Mais malheureusement, cet e-harceleur avait déjà inspiré d’autres personnes qui ont créé, à leur tour, d’autres pages de ce genre.
La multiplication du nombre de comptes de «revenge porn» a poussé Houda et ses amis à lancer le mouvement Diha F’rassek. «Pendant les premières semaines du mois de ramadan, nous avons reçu une série d’alertes de la part de nouvelles victimes, beaucoup plus que d’habitude. C’est à ce moment-là que nous avons décidé de créer un mouvement», confie la cofondatrice. «Nous avons ressenti le besoin de faire porter la voix de ces jeunes victimes pour qu’elles soient entendues par les autorités», ajoute-t-elle. Son seul souhait est de mobiliser les Marocains contre ce phénomène en pleine recrudescence. La preuve: Diha F’rassek a déjà reçu des appels au secours de la part d’une centaine de victimes.
«Aujourd’hui, nous, le mouvement Diha F’rassek, disons «Stop! Baraka!» (ndlr, ça suffit en arabe marocain). On en a ras le bol! On en a marre des constantes humiliations et des atteintes à notre dignité! On en a marre de regarder à droite et à gauche de peur d’être traînées dans la boue ou de faire face à la chouha (l’humiliation) tout simplement parce qu’on est des femmes… Aujourd’hui, nous disons Diha F’rassek! Reste loin de ma vie privée!»
Un vrai «cauchemar»
Face à un ennemi invisible, la tâche est laborieuse, voire décourageante. «Nous faisons face à des vagues qui ne cessent de déferler, à un cauchemar sans fin et à un cercle vicieux», s’insurge le mouvement dans son communiqué. Car, dès qu’un compte est supprimé, d’autres apparaissent aussitôt sous de nouvelles appellations.
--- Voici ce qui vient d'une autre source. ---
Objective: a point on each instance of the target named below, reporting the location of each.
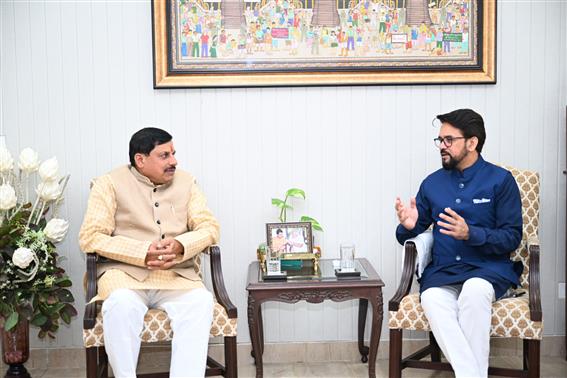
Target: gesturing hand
(161, 254)
(454, 225)
(407, 215)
Agissant dans l’anonymat, les auteurs sévissent en toute impunité.
Malgré tout, les militants contre le cyberharcèlement ne perdent pas espoir. «Les moindres informations sont recueillies pour que nous puissions disposer de suffisamment d’éléments en vue de déposer des plaintes auprès des autorités. Dans ce sens, nous collaborons officieusement avec une association qui apporte un précieux soutien psychologique aux victimes et les conseille en matière judiciaire», souligne Houda.
Dénonciateurs dénoncés
Depuis sa création, le mouvement a été applaudi par une partie de la population. «Nous avons été agréablement surpris par l’accueil favorable de la part de nombreux internautes! Parmi eux, plusieurs influenceurs et artistes nous ont exprimé leur soutien», note la jeune cofondatrice.
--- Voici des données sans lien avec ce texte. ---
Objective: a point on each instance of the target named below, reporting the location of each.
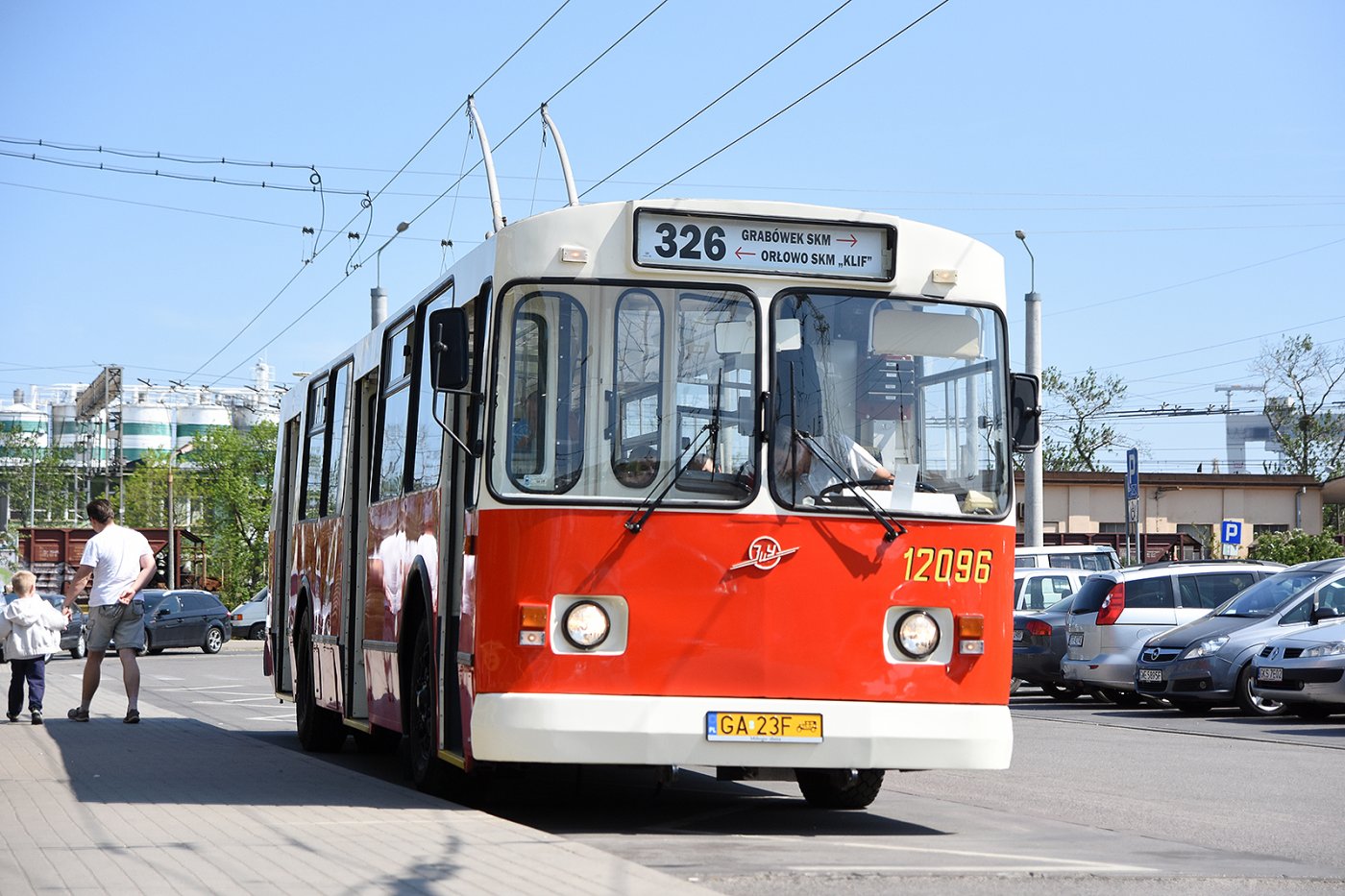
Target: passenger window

Des chiffres rares, mais révélateurs
Au Maroc, les données chiffrées sur les cyberviolences sont presque introuvables. L’une des rares études sur le phénomène a été effectuée en 2019. Elle a été menée par sept ONG marocaines, en coordination avec l’association Mobilising For Rights Advocates (MRA). Il en ressort que plus de la moitié des personnes interrogées (près de 1.794 femmes et hommes) ont été victimes de cyberviolences au moins une fois dans leur vie.
Selon la même source, ces attaques sont principalement à caractère sexuel. L’étude indique également que 38% de ces cas relèvent du harcèlement, 17% sont des intimidations et des chantages alors que les diffusions d’informations personnelles représentent 4%. Rien qu’avec le flux des pages de «revenge porn» dénoncées depuis peu, ces chiffres pourraient exploser.
Ce que dit la loi
Au Maroc, l’article 447-2 du Code pénal dispose que «quiconque procède, par tout moyen, y compris les systèmes informatiques, à la diffusion ou à la distribution d’un montage composé de paroles ou de photographies d’une personne, sans son consentement… est puni de l’emprisonnement d'un à trois ans et d'une amende de 2.000 à 20.000 dirhams (environ 200 à 2.000 euros)».